Ezra Cisse, the valedictorian, will study aerospace engineering with aspirations to work on rockets, and Alexander Reynolds, the salutatorian, will study biology and biotechnology.
“I’ve always loved space,” Cisse said. “I’m looking forward to starting a new career, a new milestone.”
Cisse, a Woonsocket resident who started at Founders Academy, the affiliate charter middle school, in sixth grade, concentrated in theater arts at Beacon. He said this year’s Arts Night will stand out as a fond memory for him because everyone “gave 110%” with their projects.
“He’s got so much potential,” his mother, Donna.
Though he hasn’t started on his graduation speech yet, Cisse said his advice for those following behind him is to participate in extracurriculars and community service at Beacon.

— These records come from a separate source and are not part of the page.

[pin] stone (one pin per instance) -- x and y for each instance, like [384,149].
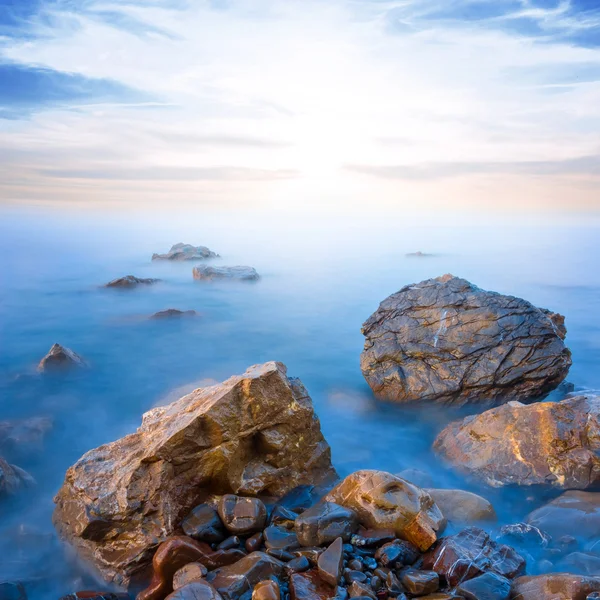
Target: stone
[421,583]
[461,507]
[554,586]
[186,252]
[325,522]
[204,524]
[235,580]
[330,563]
[60,358]
[242,516]
[188,573]
[383,501]
[447,340]
[470,553]
[488,586]
[549,443]
[130,281]
[255,433]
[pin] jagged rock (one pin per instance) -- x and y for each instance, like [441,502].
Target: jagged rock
[254,433]
[446,340]
[383,501]
[554,586]
[60,358]
[554,443]
[130,281]
[186,252]
[207,273]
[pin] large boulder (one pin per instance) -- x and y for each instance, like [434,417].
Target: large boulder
[446,340]
[253,434]
[554,443]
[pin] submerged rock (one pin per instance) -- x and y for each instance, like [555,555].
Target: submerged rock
[207,273]
[253,434]
[446,340]
[186,252]
[382,501]
[553,443]
[60,358]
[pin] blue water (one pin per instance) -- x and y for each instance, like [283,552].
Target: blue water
[321,277]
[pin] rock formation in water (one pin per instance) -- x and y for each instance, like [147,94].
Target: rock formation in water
[446,340]
[186,252]
[207,273]
[253,434]
[552,443]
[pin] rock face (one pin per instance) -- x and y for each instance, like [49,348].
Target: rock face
[382,501]
[446,340]
[60,358]
[186,252]
[206,273]
[253,434]
[555,443]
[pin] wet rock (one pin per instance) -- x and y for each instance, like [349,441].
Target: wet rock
[204,524]
[488,586]
[188,573]
[447,340]
[130,281]
[235,580]
[242,516]
[60,358]
[470,553]
[551,443]
[325,522]
[459,506]
[119,500]
[554,586]
[206,273]
[330,563]
[383,501]
[186,252]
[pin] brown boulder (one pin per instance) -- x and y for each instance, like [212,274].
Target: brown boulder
[253,434]
[553,443]
[383,501]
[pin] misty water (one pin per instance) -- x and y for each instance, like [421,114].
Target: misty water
[321,277]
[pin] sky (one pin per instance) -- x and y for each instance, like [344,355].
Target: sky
[339,105]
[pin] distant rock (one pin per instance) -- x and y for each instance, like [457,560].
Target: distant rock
[130,282]
[552,443]
[205,272]
[447,340]
[60,358]
[253,434]
[186,252]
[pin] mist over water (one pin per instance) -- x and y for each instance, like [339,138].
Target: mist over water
[321,277]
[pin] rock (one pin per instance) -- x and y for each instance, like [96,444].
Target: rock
[186,252]
[554,586]
[60,358]
[171,313]
[188,573]
[552,443]
[237,579]
[470,553]
[383,501]
[204,524]
[255,433]
[330,563]
[207,273]
[325,522]
[464,507]
[446,340]
[130,282]
[488,586]
[574,513]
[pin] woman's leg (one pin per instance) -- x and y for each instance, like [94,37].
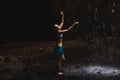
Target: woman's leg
[62,58]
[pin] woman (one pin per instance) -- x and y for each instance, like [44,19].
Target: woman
[59,49]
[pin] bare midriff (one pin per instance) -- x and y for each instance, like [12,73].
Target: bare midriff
[60,42]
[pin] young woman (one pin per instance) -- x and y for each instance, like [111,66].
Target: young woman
[59,49]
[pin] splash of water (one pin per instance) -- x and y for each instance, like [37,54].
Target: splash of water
[76,70]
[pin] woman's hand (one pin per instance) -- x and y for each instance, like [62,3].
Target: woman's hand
[76,22]
[61,12]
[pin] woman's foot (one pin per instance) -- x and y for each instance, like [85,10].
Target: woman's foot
[60,73]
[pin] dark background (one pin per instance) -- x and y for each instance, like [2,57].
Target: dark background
[25,20]
[34,20]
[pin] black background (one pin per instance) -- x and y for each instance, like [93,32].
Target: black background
[26,21]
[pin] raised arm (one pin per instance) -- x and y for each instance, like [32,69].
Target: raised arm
[65,30]
[62,21]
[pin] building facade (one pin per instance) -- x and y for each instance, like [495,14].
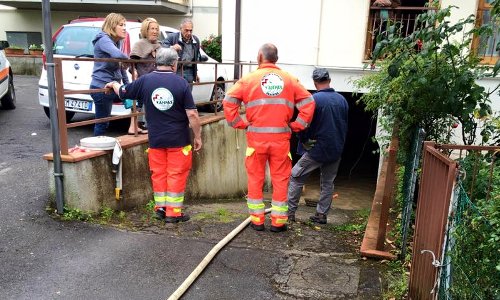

“You get to know all of the freshmen, the underclassmen, if you show up,” he said.
Reynolds, also from Woonsocket, said his interest in biology goes back to childhood when he would go hunting for bugs in the park with his dad and help his mom and grandmother garden. Around the time he started at Founders, he also started raising praying mantises as pets.
“Ever since he was three, four years old he was interested in nature,” Reynold’s father, Michael, said. “It was a shared interest, something he took and went with it,”
Reynolds concentrated in visual arts, and said he’s proud of his artwork, though he’s been pursuing a dual enrollment at Community College of Rhode Island in his last year at Beacon, which will culminate in a 10-page research paper on the benefit of insects in society.
“The best piece of advice – and I could still use this advice – is to not procrastinate,” he said.
His parents said he’s become more outgoing and in his last few years at Beacon and CCRI, and they’re looking forward to seeing that growth continue.
“It’s watching him grow and accomplish all of his dreams,” his mother, Ashley, said. “The world’s his.”